Reputation: 97
I was using simple logistic regression to predict a problem and trying to plot the precision_recall_curve and the roc_curve with predict_proba(X_test)
. I checked the docstring of predict_proba
but hadn't had much details on how it works. I was having bad input every time and checked that y_test
, predict_proba(X_test)
doesn't match. Finally discovered predict_proba()
produces 2 columns and people use the second.
It would be really helpful if someone can give an explanation how it produces two columns and their significance. TIA.
Upvotes: 9
Views: 11690
Reputation: 41
We can distinguish between the classifiers using the classifier classes. if the classifier name is model then model.classes_ will give the distinct classes.
Upvotes: 4
Reputation: 430
predict_proba()
produces output of shape (N, k) where N is the number of datapoints and k is the number of classes you're trying to classify. It seems you have two classes and hence you have 2 columns.

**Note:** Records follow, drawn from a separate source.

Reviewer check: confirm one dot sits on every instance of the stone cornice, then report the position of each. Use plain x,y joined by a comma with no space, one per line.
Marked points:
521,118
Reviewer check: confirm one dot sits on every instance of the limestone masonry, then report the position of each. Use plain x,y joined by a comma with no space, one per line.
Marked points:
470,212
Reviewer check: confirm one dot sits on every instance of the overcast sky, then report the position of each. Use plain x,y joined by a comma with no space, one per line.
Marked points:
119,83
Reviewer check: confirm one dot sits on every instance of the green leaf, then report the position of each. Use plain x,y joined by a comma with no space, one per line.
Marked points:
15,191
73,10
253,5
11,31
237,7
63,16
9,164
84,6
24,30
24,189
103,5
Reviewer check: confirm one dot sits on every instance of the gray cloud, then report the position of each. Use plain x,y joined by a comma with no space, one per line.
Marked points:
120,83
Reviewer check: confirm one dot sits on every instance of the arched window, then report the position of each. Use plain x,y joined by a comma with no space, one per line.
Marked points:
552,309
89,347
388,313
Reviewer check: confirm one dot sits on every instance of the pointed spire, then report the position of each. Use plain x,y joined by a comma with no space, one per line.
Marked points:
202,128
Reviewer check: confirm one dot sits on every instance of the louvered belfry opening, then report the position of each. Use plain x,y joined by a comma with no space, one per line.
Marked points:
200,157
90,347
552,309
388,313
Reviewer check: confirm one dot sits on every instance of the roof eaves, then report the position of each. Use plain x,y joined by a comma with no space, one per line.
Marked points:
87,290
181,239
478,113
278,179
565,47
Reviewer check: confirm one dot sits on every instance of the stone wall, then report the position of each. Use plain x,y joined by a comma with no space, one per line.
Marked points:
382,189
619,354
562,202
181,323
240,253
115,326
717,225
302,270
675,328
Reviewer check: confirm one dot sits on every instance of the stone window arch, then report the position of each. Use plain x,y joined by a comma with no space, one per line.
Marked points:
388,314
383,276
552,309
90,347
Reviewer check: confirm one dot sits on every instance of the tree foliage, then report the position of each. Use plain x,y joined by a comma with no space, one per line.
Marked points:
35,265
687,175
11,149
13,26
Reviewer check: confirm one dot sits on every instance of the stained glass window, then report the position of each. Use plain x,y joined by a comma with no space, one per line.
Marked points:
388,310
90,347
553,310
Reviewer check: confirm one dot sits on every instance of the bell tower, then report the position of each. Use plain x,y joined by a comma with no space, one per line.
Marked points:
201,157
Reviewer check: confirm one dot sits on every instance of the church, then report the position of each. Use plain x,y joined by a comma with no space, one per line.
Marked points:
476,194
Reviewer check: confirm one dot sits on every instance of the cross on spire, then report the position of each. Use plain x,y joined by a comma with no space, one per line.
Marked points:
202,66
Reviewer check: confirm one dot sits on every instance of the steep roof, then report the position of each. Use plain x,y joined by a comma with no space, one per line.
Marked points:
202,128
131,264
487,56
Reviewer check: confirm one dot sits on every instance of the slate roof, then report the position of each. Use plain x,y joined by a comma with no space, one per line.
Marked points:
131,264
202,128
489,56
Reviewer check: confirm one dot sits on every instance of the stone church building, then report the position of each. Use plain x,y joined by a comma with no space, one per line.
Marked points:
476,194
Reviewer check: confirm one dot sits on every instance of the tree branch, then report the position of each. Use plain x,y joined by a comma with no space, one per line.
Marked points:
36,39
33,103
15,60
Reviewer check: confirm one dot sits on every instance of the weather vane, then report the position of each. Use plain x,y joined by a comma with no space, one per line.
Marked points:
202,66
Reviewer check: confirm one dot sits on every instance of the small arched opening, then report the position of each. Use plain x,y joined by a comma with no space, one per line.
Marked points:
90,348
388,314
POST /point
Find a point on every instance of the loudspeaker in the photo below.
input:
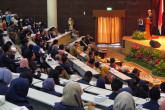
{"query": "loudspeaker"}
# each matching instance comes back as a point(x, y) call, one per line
point(155, 44)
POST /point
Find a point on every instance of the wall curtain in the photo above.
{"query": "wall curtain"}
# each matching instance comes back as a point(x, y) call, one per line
point(109, 30)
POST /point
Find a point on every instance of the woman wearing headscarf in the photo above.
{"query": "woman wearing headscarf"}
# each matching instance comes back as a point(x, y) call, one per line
point(30, 29)
point(5, 79)
point(24, 66)
point(54, 73)
point(61, 51)
point(104, 74)
point(123, 101)
point(37, 52)
point(47, 37)
point(162, 106)
point(71, 99)
point(100, 83)
point(126, 89)
point(48, 87)
point(27, 75)
point(18, 91)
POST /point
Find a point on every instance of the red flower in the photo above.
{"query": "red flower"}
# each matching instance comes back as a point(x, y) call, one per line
point(136, 47)
point(149, 57)
point(157, 61)
point(163, 53)
point(139, 55)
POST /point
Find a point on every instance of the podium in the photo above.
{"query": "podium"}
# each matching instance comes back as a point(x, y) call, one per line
point(148, 23)
point(148, 34)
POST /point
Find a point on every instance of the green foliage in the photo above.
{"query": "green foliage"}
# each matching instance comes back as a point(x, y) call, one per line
point(151, 60)
point(138, 35)
point(159, 69)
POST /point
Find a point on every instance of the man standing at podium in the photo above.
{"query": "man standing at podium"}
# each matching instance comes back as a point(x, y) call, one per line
point(151, 18)
point(150, 15)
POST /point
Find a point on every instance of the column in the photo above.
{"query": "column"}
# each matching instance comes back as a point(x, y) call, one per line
point(52, 13)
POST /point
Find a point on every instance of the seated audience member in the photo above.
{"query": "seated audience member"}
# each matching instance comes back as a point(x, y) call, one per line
point(31, 57)
point(58, 58)
point(48, 86)
point(135, 75)
point(52, 32)
point(75, 34)
point(101, 83)
point(97, 67)
point(116, 86)
point(5, 59)
point(37, 52)
point(134, 87)
point(53, 73)
point(27, 75)
point(87, 39)
point(104, 74)
point(34, 29)
point(24, 64)
point(55, 42)
point(87, 78)
point(85, 49)
point(11, 32)
point(91, 54)
point(70, 45)
point(112, 63)
point(143, 89)
point(30, 29)
point(24, 34)
point(1, 38)
point(74, 50)
point(5, 79)
point(42, 44)
point(71, 99)
point(47, 37)
point(92, 62)
point(123, 101)
point(62, 51)
point(30, 48)
point(42, 35)
point(154, 94)
point(18, 91)
point(82, 42)
point(97, 57)
point(125, 70)
point(24, 45)
point(162, 87)
point(62, 72)
point(126, 89)
point(55, 49)
point(66, 66)
point(162, 106)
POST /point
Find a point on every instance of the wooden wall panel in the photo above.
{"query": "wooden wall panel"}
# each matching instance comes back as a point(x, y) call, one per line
point(36, 9)
point(86, 24)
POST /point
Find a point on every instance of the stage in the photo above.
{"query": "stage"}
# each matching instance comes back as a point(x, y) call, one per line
point(128, 42)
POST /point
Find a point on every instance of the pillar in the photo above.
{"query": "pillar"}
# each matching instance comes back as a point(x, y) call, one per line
point(52, 13)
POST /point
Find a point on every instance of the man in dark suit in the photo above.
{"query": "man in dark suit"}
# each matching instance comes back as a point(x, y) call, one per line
point(150, 15)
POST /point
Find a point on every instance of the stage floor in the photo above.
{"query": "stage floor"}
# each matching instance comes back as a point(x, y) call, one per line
point(128, 43)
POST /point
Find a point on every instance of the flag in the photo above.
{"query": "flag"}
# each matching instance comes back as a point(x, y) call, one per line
point(161, 10)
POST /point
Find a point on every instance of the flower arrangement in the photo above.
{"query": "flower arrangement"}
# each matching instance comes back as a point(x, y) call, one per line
point(153, 60)
point(138, 35)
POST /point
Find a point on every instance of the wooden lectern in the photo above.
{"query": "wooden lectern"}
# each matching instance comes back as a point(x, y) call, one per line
point(148, 23)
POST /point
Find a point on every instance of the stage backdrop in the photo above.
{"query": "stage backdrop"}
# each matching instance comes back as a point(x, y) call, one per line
point(109, 29)
point(109, 26)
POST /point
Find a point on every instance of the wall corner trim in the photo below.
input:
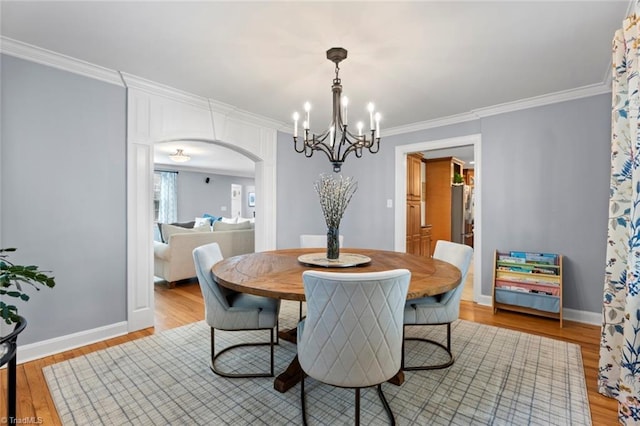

Say your labels(classes) are ["healthy", "diabetes"], if a datapoint is predicted to have 80% chance of being diabetic and consequently 20% chance of being healthy, then your output row for that point will be [0.2, 0.8] to reflect these probabilities. In general you can go through the predicted array and get probabilities for the k-th class with model.predict_proba(X)[:,k-1]
As far as plotting you can do the following for precision_recall_curve:
predicted = logisticReg.predict_proba(X_test)
precision, recall, threshold = precision_recall_curve(y_test, predicted[:,1])
For ROC:
predicted = logisticReg.predict_proba(X_test)
fpr, tpr, thresholds = precision_recall_curve(y_test, predicted[:,1])
Notice that this will change for multi-label classification. You can find an example of that on the sklearn docs here
Upvotes: 9